In accordance with the Labour Courts Act No. 5521 which was enacted in this context and entered into force in 1950;
work between the employee and the employer in order for a dispute to be seen in the employment courts
legal dispute arising out of contract or any claim of rights based on labour law
must be present (the decision of the General Assembly of the Supreme Court of law 05.02.2003 on the day and 2003/82-65).
In this context, the basis of the competition ban on the subject of the lawsuit is based on the worker’s contract of Service
responsible for disputes arising out of the contract of service, arising out of the debt of loyalty
the court is an employment tribunal.

On the other hand, labor disputes are legal disputes of a special nature. Act 1 of 5521.
labor disputes that fall under the jurisdiction of labor courts are considered to be workers according to labor law.
any right between persons and employers or their agents based on employment contract or labor law
legal disputes arising from their claims are stated as>. Duty of the labour courts
labor disputes as legal disputes in the field, the parties and the subject matter determined by law;
that is, there are disputes of a certain nature, and when the rules of duty relate to public order, the content of which is arbitrary
conflicts that cannot be filled. Business courts, therefore as a court of law
natural to administrative and criminal disputes, even if arising from contract or labor law
between workers who fall outside the scope of Labour Law and employers who employ them
he will not be able to deal with disputes, even if they are caused by an employment contract. This is the last kind.
in the case of a dispute, the employer and the employee are the parties to the dispute, although the source of the dispute is the contract of employment.
in the case of a business case which is not qualified and therefore the subject of these disputes is a business case
non-assessable; they are generally involved in civil disputes and civil cases (Hamdi,
Mollamahmutoğlu: Labour Law, Turhan publications 2004, p.104-105).
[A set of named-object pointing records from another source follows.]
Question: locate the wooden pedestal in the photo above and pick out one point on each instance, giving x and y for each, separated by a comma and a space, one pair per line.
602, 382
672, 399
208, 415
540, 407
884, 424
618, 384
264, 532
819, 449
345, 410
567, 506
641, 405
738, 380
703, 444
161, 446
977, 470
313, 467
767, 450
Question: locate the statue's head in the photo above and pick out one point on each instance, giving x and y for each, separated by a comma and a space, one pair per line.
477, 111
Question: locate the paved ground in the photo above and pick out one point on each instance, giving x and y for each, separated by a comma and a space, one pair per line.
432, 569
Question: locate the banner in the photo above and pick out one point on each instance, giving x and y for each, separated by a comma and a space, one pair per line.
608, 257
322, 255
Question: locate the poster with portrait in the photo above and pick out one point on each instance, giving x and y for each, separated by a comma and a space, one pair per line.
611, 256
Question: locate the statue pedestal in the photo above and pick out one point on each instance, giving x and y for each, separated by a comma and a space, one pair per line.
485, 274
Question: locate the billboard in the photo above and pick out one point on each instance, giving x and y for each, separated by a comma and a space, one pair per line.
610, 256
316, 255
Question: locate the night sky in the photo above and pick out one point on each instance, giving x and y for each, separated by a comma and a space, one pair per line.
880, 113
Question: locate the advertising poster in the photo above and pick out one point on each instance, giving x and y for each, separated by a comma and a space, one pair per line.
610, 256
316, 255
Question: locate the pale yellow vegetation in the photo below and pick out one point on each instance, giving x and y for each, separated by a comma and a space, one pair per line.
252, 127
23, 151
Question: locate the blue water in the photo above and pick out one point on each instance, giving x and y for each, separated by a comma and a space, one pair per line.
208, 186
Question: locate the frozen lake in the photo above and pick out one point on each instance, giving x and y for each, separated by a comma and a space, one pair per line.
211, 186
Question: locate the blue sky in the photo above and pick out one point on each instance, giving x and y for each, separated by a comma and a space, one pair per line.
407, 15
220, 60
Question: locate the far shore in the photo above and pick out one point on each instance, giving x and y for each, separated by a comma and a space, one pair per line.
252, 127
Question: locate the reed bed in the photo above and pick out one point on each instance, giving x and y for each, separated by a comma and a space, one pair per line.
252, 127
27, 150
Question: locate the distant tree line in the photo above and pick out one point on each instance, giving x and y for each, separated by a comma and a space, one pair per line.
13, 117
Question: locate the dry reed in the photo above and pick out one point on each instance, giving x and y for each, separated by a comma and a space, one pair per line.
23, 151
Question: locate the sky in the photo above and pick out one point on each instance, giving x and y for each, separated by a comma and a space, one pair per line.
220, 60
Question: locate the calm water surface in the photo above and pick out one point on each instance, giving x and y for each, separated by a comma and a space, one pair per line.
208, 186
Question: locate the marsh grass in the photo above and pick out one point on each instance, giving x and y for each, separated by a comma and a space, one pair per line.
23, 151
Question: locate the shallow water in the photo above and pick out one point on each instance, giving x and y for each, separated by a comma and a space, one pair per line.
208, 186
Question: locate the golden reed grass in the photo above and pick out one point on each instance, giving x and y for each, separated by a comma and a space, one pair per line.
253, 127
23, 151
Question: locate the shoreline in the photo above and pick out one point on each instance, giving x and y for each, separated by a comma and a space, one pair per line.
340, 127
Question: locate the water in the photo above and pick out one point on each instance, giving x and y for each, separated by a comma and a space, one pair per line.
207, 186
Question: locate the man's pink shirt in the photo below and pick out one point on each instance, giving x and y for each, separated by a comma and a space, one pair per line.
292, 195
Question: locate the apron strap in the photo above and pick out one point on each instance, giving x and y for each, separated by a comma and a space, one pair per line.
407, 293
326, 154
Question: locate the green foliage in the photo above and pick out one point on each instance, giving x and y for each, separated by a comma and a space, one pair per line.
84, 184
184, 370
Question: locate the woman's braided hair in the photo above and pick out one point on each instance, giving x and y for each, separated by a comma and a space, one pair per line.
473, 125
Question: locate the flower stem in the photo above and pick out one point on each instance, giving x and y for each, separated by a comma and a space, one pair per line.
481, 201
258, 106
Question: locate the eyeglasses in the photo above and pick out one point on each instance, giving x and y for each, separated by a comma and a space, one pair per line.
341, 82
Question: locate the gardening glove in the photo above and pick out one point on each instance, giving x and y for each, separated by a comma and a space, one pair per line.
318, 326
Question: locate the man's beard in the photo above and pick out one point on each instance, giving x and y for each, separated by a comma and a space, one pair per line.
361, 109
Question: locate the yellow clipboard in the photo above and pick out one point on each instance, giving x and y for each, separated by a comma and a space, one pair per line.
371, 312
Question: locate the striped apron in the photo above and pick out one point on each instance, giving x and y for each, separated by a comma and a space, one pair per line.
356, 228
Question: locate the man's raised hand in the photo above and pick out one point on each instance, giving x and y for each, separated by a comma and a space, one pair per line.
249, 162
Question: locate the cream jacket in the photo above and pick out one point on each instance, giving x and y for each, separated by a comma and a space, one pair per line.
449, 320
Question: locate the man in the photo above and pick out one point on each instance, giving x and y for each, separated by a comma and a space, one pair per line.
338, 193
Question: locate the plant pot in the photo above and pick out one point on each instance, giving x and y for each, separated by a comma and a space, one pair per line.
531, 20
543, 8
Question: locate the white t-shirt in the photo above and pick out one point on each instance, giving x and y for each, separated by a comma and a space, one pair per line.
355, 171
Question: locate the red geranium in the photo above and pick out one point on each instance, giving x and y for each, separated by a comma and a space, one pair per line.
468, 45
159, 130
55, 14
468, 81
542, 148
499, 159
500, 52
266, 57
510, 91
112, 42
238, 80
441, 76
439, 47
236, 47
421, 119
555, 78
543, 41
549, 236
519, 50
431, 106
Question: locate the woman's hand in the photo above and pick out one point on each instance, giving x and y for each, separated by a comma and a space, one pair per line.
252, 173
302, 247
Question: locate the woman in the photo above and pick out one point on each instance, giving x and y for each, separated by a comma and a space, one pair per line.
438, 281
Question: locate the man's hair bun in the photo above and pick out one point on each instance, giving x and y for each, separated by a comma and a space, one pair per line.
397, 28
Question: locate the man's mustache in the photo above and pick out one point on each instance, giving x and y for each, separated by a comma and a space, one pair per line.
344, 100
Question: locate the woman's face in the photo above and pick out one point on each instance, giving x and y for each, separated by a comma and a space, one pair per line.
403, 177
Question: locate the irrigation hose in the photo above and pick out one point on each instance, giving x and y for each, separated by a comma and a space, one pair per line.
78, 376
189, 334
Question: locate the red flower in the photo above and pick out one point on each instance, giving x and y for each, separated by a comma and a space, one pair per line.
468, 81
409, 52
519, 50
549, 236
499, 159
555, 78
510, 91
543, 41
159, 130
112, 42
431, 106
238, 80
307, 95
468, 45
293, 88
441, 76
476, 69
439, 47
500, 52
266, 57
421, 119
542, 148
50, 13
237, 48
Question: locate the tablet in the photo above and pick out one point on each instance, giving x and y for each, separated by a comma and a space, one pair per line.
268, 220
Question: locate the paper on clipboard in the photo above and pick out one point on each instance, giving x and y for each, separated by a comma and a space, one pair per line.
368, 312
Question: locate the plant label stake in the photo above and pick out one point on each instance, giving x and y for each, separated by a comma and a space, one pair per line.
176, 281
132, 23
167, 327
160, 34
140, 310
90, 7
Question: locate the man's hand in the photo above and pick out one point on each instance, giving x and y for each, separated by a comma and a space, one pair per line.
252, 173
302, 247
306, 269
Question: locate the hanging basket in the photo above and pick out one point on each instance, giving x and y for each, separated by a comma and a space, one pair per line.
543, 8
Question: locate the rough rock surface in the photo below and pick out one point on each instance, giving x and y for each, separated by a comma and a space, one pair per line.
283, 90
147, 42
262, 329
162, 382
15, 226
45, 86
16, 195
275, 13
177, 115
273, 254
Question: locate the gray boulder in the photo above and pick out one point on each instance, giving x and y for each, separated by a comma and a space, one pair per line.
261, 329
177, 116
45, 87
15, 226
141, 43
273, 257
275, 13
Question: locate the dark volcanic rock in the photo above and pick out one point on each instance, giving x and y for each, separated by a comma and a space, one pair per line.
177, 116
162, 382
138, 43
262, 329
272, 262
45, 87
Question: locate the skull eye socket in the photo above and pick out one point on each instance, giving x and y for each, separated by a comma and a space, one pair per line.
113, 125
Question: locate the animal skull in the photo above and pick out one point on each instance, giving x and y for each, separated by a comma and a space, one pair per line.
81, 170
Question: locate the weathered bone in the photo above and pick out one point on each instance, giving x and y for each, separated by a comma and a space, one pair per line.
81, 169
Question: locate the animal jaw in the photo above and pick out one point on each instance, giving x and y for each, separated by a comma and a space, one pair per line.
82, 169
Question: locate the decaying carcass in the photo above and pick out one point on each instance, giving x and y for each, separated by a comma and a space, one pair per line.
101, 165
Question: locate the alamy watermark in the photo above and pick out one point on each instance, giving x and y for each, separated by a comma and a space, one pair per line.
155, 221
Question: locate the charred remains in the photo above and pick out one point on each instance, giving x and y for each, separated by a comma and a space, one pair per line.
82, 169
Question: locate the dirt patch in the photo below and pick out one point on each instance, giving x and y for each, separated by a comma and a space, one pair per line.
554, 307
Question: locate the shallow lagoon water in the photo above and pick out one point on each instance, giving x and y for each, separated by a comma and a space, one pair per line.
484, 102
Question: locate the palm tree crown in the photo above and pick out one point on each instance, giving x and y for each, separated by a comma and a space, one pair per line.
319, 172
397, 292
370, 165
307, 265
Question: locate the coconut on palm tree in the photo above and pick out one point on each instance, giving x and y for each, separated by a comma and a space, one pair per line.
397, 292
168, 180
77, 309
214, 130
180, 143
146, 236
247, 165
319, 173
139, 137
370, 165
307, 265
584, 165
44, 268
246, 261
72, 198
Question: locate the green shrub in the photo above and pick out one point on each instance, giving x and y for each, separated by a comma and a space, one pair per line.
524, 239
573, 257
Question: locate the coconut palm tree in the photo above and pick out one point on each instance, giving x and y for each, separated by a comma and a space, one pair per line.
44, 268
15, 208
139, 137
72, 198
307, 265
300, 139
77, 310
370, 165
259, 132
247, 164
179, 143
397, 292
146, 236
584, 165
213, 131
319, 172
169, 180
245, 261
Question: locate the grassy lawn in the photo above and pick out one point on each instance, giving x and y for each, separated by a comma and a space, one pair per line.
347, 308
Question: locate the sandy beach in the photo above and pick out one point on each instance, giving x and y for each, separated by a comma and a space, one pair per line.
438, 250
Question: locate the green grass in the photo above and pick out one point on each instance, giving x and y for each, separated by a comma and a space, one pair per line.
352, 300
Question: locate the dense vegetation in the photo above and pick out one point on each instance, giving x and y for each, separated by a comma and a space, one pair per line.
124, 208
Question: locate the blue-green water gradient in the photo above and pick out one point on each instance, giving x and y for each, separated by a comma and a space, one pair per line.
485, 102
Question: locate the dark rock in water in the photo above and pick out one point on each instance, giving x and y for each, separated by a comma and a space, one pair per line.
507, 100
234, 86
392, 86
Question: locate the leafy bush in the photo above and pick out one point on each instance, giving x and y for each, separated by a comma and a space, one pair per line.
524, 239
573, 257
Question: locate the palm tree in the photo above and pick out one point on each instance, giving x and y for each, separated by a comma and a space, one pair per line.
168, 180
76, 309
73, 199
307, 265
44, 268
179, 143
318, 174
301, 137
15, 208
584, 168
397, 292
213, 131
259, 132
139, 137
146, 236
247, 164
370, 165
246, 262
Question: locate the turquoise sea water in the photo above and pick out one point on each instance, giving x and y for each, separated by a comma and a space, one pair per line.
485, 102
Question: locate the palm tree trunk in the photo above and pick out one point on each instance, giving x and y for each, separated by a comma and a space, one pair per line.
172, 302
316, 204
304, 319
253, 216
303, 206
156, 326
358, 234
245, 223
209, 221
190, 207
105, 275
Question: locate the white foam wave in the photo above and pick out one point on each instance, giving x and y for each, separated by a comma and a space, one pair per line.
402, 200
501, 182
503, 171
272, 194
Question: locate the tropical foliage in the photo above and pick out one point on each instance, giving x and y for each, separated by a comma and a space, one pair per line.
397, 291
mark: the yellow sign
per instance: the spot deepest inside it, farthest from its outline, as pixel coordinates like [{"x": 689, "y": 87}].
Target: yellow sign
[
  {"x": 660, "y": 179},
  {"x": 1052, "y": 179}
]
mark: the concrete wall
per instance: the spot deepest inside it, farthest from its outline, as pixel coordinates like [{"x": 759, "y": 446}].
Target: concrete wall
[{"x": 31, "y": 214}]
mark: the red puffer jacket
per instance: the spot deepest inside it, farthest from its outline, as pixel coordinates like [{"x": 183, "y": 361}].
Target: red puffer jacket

Labour Courts Act No. 5521, since Labour Law No. 3008 was repealed
1.the provision of the article is defined today according to the Labor Law No. 4857 and 4. what is mentioned in the article
they should be understood as excluded workers. The expression of the Law No. 5521 Labor Law
it should be interpreted as the worker covered. In this case, exceptions to Labor Law No. 4857>
titled 4.work in cases to be filed by the persons listed in the article and the employees in the jobs specified in the article
the general courts, not the courts, are in charge.
As a matter of fact, the statements made in relation to the court in charge above and the principles laid down in law
22.09.2008 days of the General Assembly and E:2008/9-517, K: 566 also adopted the same decree.
As a result; Labor Law based on articles 348 and continuation of the Code of Obligations No. 818
the person deemed to be a worker under the penal clause filed for breach of the non-competition agreement
in cases related to the collection of the labor courts are considered to be in charge of the preliminary issue with a majority of votes
after being overcome, the merits of the work were examined.
In examining the merits of the work;
The mutual claims and defences of the parties, the minutes and evidence in the dossier, in the decision to distort
according to the necessary reasons described, the law is also adopted by the General Assembly to disrupt the special circle
while the decision must be obeyed, it is against procedure and law to resist the previous decision. Therefore resistance
his decision should be overturned.
Conclusion: with the acceptance of the appellate appeals of the plaintiff’s deputy, the decision to resist is in the decision to break the special circle
and HUMK for the reasons shown above. nun 429.deterioration in accordance with the clause,
A unanimous decision was made on 21.09.2011.